# Natural or Synthetic Corks? May recork?



## Catawampus (Sep 23, 2013)

Hi there,

I have a couple of wines that I originally intended to drink quickly. I corked them with synthetic corks. Now, I am in a situation where I could lay them down for a a couple of years.

I was wondering if I should recork with natural corks? And if so, any pitfalls or anything I should be aware of? Or, should I just keep them and leave the synthetic in there?

Thanks!!


----------



## vacuumpumpman (Sep 23, 2013)

That is a personal opinion - I have used synthetic corks from the beginning as well as add some wax on the top as well. I just opened a plum wine last night that was made in 2008. 
Not sure how many years you are talking about storing ?


----------



## seth8530 (Sep 23, 2013)

I would honestly stay with the synthetic corks, if you are really concerned about it considering waxing the tops.


----------



## Catawampus (Sep 23, 2013)

Thanks very much for the advice guys.

On the aging, I just wanted to shoot for a couple of years. So, what I'm taking away from this is to maybe wax the tops? Also, as the discussion/debate between synthetic/natural is a bit confusing, should wines be on their side with synthetics? Or, does it matter?

Thanks again very much!


----------



## vacuumpumpman (Sep 23, 2013)

Synthetics corks it does not matter - that's why I like them SOO much


----------



## Catawampus (Sep 23, 2013)

Thanks a bunch!!


----------



## djrockinsteve (Sep 23, 2013)

I have used synthetic corks since the beginning too. Never a problem and have opened a few 4-5 years old I forgot about. 
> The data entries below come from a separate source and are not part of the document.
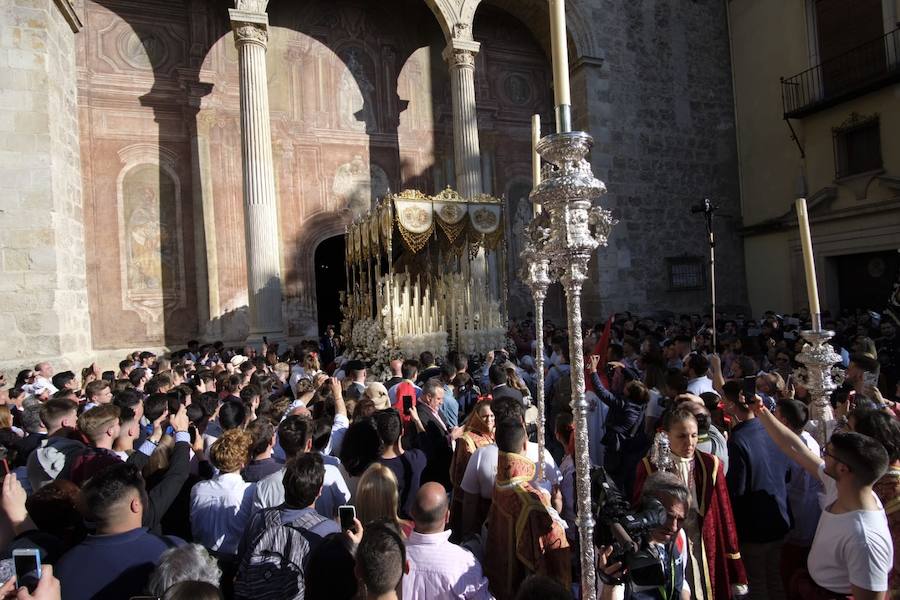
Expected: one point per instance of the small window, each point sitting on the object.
(686, 273)
(857, 146)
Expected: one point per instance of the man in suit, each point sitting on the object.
(499, 386)
(437, 439)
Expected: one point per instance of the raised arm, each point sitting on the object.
(715, 369)
(786, 440)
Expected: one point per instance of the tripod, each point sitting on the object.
(708, 209)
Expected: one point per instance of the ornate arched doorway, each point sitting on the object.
(331, 280)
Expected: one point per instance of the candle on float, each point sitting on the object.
(535, 157)
(560, 54)
(809, 264)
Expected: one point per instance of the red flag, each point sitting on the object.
(600, 349)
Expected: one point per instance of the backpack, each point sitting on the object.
(405, 388)
(273, 563)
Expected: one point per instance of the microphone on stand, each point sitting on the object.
(706, 207)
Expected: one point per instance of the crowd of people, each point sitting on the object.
(217, 472)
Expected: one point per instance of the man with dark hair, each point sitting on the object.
(481, 470)
(756, 484)
(523, 535)
(885, 429)
(670, 541)
(381, 561)
(409, 370)
(852, 551)
(803, 495)
(295, 436)
(450, 406)
(117, 560)
(407, 465)
(65, 380)
(862, 367)
(428, 369)
(356, 373)
(287, 532)
(437, 438)
(437, 568)
(139, 378)
(55, 452)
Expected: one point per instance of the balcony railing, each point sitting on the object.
(858, 71)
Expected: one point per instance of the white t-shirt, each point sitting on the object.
(853, 548)
(701, 385)
(481, 472)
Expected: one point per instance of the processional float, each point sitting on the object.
(426, 273)
(560, 241)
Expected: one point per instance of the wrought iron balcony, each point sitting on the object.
(856, 72)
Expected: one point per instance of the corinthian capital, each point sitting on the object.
(461, 53)
(249, 27)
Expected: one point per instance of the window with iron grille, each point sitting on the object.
(686, 273)
(857, 146)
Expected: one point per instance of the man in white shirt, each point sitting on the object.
(852, 551)
(438, 569)
(42, 377)
(695, 367)
(295, 437)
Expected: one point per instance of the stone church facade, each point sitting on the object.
(128, 218)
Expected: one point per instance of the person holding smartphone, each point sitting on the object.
(852, 551)
(756, 483)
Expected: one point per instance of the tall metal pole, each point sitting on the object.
(576, 230)
(536, 275)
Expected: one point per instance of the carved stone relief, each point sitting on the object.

You can stand the bottles upright with synthetic corks giving you less wine to air ratio. Also standing up I can arrange different wines better as they won't roll into each other.


----------



## bkisel (Sep 23, 2013)

I think I read somewhere that synthetic corks won't work well with the cheaper hand held corkers, is this correct?


----------



## Catawampus (Sep 23, 2013)

They work fine with my cheap wing-corker...


----------



## bkisel (Sep 23, 2013)

Catawampus said:


> They work fine with my cheap wing-corker...



Good to hear, I think I'll give them a try ifin my LHBS carries them.


----------



## seth8530 (Sep 23, 2013)

supposidly some corkers can score synthetic corks. I have not witnesed this.


----------



## vacuumpumpman (Sep 23, 2013)

seth8530 said:


> supposidly some corkers can score synthetic corks. I have not witnesed this.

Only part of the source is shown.